- Coat of arms
- Coordinates (Radzanów): 52°56′31″N 20°5′30″E﻿ / ﻿52.94194°N 20.09167°E
- Country: Poland
- Voivodeship: Masovian
- County: Mława
- Seat: Radzanów

Area
- • Total: 98.7 km^{2} (38.1 sq mi)

Population (2013)
- • Total: 3,503
- • Density: 35/km^{2} (92/sq mi)
- Website: http://www.radzanow.com/

= Gmina Radzanów, Mława County =

Gmina Radzanów is a rural gmina (administrative district) in Mława County, Masovian Voivodeship, in east-central Poland. Its seat is the village of Radzanów, which lies approximately 27 km south-west of Mława and 102 km north-west of Warsaw.

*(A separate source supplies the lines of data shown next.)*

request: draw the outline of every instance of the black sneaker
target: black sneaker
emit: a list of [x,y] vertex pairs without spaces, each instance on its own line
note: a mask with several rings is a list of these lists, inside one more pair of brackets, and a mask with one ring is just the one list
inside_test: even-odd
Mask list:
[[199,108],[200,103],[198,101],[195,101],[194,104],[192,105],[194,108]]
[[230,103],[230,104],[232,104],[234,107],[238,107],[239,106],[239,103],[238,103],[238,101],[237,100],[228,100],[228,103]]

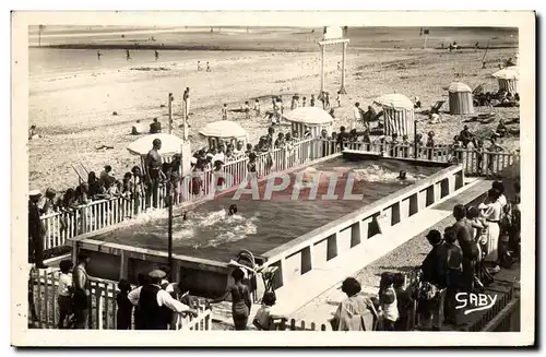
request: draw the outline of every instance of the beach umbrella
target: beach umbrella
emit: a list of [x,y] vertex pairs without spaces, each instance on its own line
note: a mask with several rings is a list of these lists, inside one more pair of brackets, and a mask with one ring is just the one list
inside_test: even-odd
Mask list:
[[182,150],[183,141],[173,134],[145,135],[127,145],[127,150],[133,155],[145,156],[152,150],[153,141],[156,139],[162,141],[162,148],[159,150],[162,156],[173,156],[179,154]]
[[472,90],[464,83],[453,82],[448,88],[449,112],[451,115],[467,115],[474,112]]
[[520,69],[515,66],[507,67],[492,73],[491,76],[501,80],[518,80],[520,78]]
[[248,142],[248,132],[237,122],[230,120],[219,120],[210,122],[199,131],[199,134],[209,139],[209,146],[216,146],[223,142],[242,141]]
[[319,107],[298,107],[284,114],[284,119],[307,126],[329,124],[332,116]]
[[230,120],[221,120],[210,122],[199,131],[199,133],[206,138],[247,138],[248,132],[237,122]]
[[415,133],[414,104],[399,93],[385,94],[373,100],[383,108],[384,134],[411,136]]
[[499,82],[499,91],[508,93],[518,93],[518,80],[520,79],[520,69],[515,66],[507,67],[491,74]]
[[322,129],[331,131],[332,116],[319,107],[299,107],[287,111],[284,119],[292,122],[292,130],[299,138],[302,138],[306,130],[311,132],[312,136],[319,136]]

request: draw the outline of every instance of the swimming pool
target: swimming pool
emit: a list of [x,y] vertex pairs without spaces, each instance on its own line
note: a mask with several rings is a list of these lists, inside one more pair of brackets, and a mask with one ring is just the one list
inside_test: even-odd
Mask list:
[[[257,255],[263,254],[292,239],[343,217],[370,203],[394,193],[416,180],[426,178],[442,167],[420,166],[396,159],[347,160],[336,157],[289,174],[288,186],[264,199],[266,182],[259,183],[259,200],[250,193],[235,200],[235,192],[198,205],[188,213],[186,221],[173,222],[173,251],[176,254],[228,262],[242,249]],[[406,180],[397,179],[399,172],[407,172]],[[302,175],[299,185],[297,175]],[[317,180],[314,175],[319,174]],[[334,180],[332,177],[336,176]],[[347,182],[354,178],[351,192],[360,199],[345,194]],[[277,179],[280,181],[280,179]],[[277,182],[275,181],[275,182]],[[278,182],[277,182],[278,183]],[[299,195],[293,200],[294,190]],[[310,193],[316,190],[316,199]],[[328,199],[329,193],[337,199]],[[237,204],[236,215],[226,214],[230,204]],[[167,250],[168,221],[165,211],[145,213],[133,222],[93,239],[133,246],[151,250]]]

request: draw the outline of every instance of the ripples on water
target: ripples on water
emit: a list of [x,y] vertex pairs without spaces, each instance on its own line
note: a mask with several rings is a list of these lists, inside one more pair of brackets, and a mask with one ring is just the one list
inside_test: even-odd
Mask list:
[[[397,179],[400,170],[406,171],[406,180]],[[323,180],[328,182],[329,175],[333,172],[344,176],[352,172],[356,180],[356,191],[353,192],[363,193],[361,200],[253,201],[242,199],[234,202],[230,198],[217,198],[189,212],[187,221],[175,217],[173,221],[174,251],[221,261],[228,261],[241,249],[250,249],[261,254],[438,170],[437,167],[413,166],[396,160],[357,163],[348,163],[341,158],[328,160],[302,170],[301,188],[323,186]],[[319,182],[313,178],[317,174],[321,174]],[[290,193],[281,194],[289,195]],[[232,203],[237,204],[238,214],[228,216],[227,209]],[[167,231],[166,211],[151,211],[141,214],[132,223],[127,223],[127,227],[103,239],[166,250]]]

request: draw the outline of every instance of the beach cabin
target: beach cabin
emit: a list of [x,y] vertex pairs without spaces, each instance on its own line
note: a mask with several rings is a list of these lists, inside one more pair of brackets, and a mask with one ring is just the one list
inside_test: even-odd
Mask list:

The gmina covers an area of 98.7 km2, and as of 2006 its total population is 3,633 (3,503 in 2013).

==Villages==
Gmina Radzanów contains the villages and settlements of Bębnówko, Bębnowo, Bieżany, Bojanowo, Bońkowo Kościelne, Bońkowo-Podleśne, Budy-Matusy, Cegielnia Ratowska, Gradzanowo Włościańskie, Gradzanowo Zbęskie, Gradzanowo Zbęskie-Kolonia, Józefowo, Luszewo, Marysinek, Radzanów, Ratowo, Ratowo-Leśniczówka, Trzciniec, Wróblewo, Zgliczyn Witowy, Zgliczyn-Glinki and Zieluminek.

==Neighbouring gminas==
Gmina Radzanów is bordered by the gminas of Bieżuń, Raciąż, Siemiątkowo, Strzegowo and Szreńsk.